Lifestyle.Lelum.pl > Plotki i gwiazdy > Jacek Łągwa zmagał się z tętniakiem. Zapomniany gwiazdor przypomniał o sobie, pojawił się na Instagramie Michała Wiśniewskiego
Natalia Niewczas
Natalia Niewczas 06.06.2021 09:54

Jacek Łągwa zmagał się z tętniakiem. Zapomniany gwiazdor przypomniał o sobie, pojawił się na Instagramie Michała Wiśniewskiego

Jacek Łągwa (1)
TRICOLORS/East News

Wczoraj Jacek Łągwa przypomniał o sobie w zaskakujący sposób, pojawiając się na Instagramie swojego bardziej aktywnego w sieci kolegi. Nie każdy wie, że przed laty muzyk zmagał się z poważnym problemem natury zdrowotnej. Lekarze znaleźli w płynie mózgowo-rdzeniowym gwiazdora coś, czego zdecydowanie nie powinno tam być.

Jacek Łągwa to muzyk, który od lat pojawia się na scenie z zespołem „Ich Troje” u boku Michała Wiśniewskiego. To właśnie na instagramowym profilu tego celebryty Jacek Łągwa przypomniał o sobie fanom – pojawił się na zdjęciu w towarzystwie popularnego wokalisty. Mało kto zdaje sobie sprawę z tego, że nie tak dawno temu życie Jacka Łągwy wisiało na włosku.

Problemy zdrowotne Jacka Łągwy

Problemy natury zdrowotnej Jacka Łągwy wyszły na jaw w 2008 roku, gdy muzyk był zajęty intensywnym koncertowaniem. Badania nie pozostawiały wątpliwości – w płynie rdzeniowo-mózgowym muzyka pojawiły się ślady krwi.

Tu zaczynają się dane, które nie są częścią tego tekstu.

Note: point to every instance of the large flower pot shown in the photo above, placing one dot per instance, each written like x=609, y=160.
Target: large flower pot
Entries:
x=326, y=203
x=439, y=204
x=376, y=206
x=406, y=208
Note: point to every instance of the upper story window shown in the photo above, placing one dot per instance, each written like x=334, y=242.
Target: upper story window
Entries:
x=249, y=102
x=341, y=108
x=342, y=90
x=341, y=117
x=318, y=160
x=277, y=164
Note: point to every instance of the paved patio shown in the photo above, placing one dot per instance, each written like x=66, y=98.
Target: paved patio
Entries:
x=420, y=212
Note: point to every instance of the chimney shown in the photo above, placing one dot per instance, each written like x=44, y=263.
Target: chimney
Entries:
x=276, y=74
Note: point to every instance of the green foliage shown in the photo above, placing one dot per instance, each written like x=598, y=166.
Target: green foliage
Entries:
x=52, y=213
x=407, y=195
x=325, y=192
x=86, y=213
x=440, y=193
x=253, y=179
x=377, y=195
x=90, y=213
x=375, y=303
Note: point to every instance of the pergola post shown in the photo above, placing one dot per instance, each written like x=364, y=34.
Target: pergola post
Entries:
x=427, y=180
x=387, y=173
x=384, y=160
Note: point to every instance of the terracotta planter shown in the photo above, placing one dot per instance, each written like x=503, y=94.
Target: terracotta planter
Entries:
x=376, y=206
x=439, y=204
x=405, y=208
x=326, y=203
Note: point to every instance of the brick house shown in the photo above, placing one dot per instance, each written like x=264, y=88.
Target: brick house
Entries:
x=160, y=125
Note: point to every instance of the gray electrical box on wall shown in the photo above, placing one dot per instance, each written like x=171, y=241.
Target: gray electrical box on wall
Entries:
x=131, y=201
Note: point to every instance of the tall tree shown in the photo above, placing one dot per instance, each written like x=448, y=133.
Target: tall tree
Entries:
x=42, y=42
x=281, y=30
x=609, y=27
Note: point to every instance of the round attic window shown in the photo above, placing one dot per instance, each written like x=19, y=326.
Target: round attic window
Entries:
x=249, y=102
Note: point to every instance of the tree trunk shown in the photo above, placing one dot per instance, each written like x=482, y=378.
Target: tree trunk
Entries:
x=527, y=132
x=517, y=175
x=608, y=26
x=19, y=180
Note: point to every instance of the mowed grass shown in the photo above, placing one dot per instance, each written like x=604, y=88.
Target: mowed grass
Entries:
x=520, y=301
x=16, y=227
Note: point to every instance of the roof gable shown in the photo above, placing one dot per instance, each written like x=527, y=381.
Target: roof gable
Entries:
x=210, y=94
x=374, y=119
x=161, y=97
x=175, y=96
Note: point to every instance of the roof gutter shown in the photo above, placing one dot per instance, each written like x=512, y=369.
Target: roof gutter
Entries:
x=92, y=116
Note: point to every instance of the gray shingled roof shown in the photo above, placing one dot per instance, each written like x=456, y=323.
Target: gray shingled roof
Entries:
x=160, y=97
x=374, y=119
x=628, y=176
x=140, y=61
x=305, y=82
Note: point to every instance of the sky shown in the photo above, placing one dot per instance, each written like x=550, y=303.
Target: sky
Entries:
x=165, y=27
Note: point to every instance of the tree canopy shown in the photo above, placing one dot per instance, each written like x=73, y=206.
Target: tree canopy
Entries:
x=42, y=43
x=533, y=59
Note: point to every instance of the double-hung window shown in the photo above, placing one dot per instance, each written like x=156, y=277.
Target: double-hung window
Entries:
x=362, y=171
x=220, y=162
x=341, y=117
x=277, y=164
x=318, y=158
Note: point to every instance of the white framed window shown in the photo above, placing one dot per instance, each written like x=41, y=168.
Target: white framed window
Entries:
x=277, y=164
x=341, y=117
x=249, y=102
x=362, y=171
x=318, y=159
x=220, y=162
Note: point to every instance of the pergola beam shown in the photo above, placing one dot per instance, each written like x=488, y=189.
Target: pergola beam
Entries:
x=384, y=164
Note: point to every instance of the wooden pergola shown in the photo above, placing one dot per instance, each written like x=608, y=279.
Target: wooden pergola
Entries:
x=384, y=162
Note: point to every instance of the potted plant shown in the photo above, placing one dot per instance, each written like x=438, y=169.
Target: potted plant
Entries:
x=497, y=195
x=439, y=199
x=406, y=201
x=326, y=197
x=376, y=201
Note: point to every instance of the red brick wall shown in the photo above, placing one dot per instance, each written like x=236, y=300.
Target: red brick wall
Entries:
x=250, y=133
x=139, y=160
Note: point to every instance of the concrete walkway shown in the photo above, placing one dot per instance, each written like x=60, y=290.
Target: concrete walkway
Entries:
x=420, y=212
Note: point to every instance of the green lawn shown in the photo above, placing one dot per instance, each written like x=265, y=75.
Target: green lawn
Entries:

Niepożądana obecność krwi w tym miejscu oznaczała w przypadku Jacka Łągwy niebezpiecznego dla zdrowia tętniaka. Potwierdziła to dodatkowo tomografia. Lekarze zabronili muzykowi wykonywać jakiekolwiek czynności, które wymagałyby wstawania z pozycji leżącej.

Pozostała część artykułu pod materiałem wideo:


Lekarze znaleźli w płynie rdzeniowo-mózgowym ślady krwi. Zrobili tomografię i okazało się, że mam tętniaka wielkości fasoli. Od razu zabronili mi wstawania z łóżka. Nie mogłem nawet na nim siadać. A wcześniej przez tydzień zupełnie się nie oszczędzałem. Nawet na wódeczkę sobie poszedłem i imprezowałem do szóstej rano. Jak neurochirurdzy o tym usłyszeli, stwierdzili, że nie powinienem tego przeżyć. Powiedzieli, że już po pierwszym ataku powinienem być operowany. A to, że po dużej „bani” jeszcze żyłem, określali jako cud. Mówili, że urwałem się ze stryczka, że jedną nogą byłem po tamtej stronie – relacjonował przed laty w jednym z wywiadów Jacek Łągwa.

Muzykowi szczęśliwie udało się wrócić do zdrowia. Dziś Jacek Łągwa wraz z Michałem Wiśniewskim korzystają z zielonego światła dla artystów i prężnie wracają do organizowania koncertów.